Questions to module № 1:
Holders of electric charge, mass, lifetime, size. antiparticle.
Radial distribution charge of protons and neutrons. Quarks.
Amperage, surface density of current: definition and dimension. Electric charge properties. The linear, surface and volume density of the distribution charges. The law of conservation of charge in integral anddifferential forms (output).
Determination of operations rot i div. Theorem Ostrogradskiy - Gauss, Stokes.
Coulomb's law, the wording in the SI, integral formulation, domain of applicability, the form of carriers, the distance between carriers.
Long-range and short- range theory. Determination of the electrostatic field.
Tension: local formulation, formula for a point charge, a graphical representation, the dimension, the principle of superposition (domain of applicability). Power lines electrostatic field.
Gauss theorem for E: integral and differential formulation (output), cases of discrete and continuous charge distribution.
The electric field intensity: infinite charged filament,charged infinite plane, charged plane capacitor, charged sphere.
Ferroelectrics: the domains relative permittivity; P = f (E); hysteresis, residual polarization, coercive force, Curie point.
Conservatism and the centrality of Coulomb forces. Integral and differential form conditions potentiality electrostatic field.
Potential: local formulation, formula for a point charge, the dimension, the principle of superposition, work with moving charge, relationship to the intensity, equipotent surface features explanations electrostaticfield near sharp edges of the surface. Mechanisms of appearance of Earthʼs charges, atmospheric electricity.
The electricity intensity: conductor, capacitor, spherical conductor, serial and parallel connection of capacitors dimension.
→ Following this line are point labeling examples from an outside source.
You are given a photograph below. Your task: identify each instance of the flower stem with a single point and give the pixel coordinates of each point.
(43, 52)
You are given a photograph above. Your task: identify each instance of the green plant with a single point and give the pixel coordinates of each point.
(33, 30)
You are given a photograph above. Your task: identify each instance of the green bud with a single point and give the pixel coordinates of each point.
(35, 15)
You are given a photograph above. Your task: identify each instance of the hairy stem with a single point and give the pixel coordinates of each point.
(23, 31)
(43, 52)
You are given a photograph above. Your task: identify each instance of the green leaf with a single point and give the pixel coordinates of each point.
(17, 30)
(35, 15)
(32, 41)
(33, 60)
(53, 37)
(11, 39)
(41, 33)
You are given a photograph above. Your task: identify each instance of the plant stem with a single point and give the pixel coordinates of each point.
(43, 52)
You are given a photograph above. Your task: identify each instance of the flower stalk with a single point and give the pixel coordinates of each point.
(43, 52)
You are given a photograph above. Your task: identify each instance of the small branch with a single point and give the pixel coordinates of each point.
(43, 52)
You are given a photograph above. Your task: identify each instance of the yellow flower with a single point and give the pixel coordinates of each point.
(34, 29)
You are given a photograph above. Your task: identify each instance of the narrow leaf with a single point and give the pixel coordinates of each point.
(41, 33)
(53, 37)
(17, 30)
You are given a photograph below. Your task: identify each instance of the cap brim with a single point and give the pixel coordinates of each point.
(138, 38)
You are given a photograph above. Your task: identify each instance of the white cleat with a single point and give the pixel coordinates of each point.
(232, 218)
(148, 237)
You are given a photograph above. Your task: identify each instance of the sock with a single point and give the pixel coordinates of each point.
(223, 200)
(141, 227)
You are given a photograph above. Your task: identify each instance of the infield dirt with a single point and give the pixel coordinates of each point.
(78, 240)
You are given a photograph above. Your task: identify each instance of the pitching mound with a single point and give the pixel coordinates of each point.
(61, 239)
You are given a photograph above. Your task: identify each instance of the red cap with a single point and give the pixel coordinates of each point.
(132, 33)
Dielectrics: a comparison with the conductors, polar and nonpolar molecules orientation and deformation polarization in an external electric field associated charges, polarizability, polarization, dielectric susceptibility tensor.
Communication between the polarization of the surface and volume density of bound charge (output).
The vector of electric displacement: determination, Gauss theorem in integral and differential formulations (output), the relationship of tension for isotropic dielectric.
Boundary conditions for intensity and electric displacement refractive power lines electric displacement vector. Comparative description of the electric field using field lines vectors Е and D.
The Kirchhoff rules: I, II, node, rules marks, the maximum number of independent equations.
The magnetic field, parallel and antiparallel interaction currents experience Oersted, power lines.
The magnetic field induction: graphical representation, the principle of superposition, dimension. Comparison of main and auxiliary characteristics of electric and magnetic fields.
Induction single moving charge. The Law of Biot - Savart - Laplace.
The magnetic field of an infinite rectilinear current (output).
Lorentz force and Ampere force.
The frame of the current in the magnetic field: mechanical moment, work on rotation, mechanical energy, magnetic moment behavior in inhomogeneous magnetic fields.
The magnetic field induction of a circular contour with current (output).
Work with current moving in a magnetic field (output). Integral and differential formulation Gauss theorem for magnetic fields (output).
The formulation of integral and differential terms of solenoid magnetic field (output). Solenoid: definition, the magnetic field induction (output).
Ampere currents. The magnetic field in matter. Magnetization: definition, correlation with the vector density of molecular currents. The magnetic fields. Integral and differential formulation of the theorem of circulation of the magnetic field.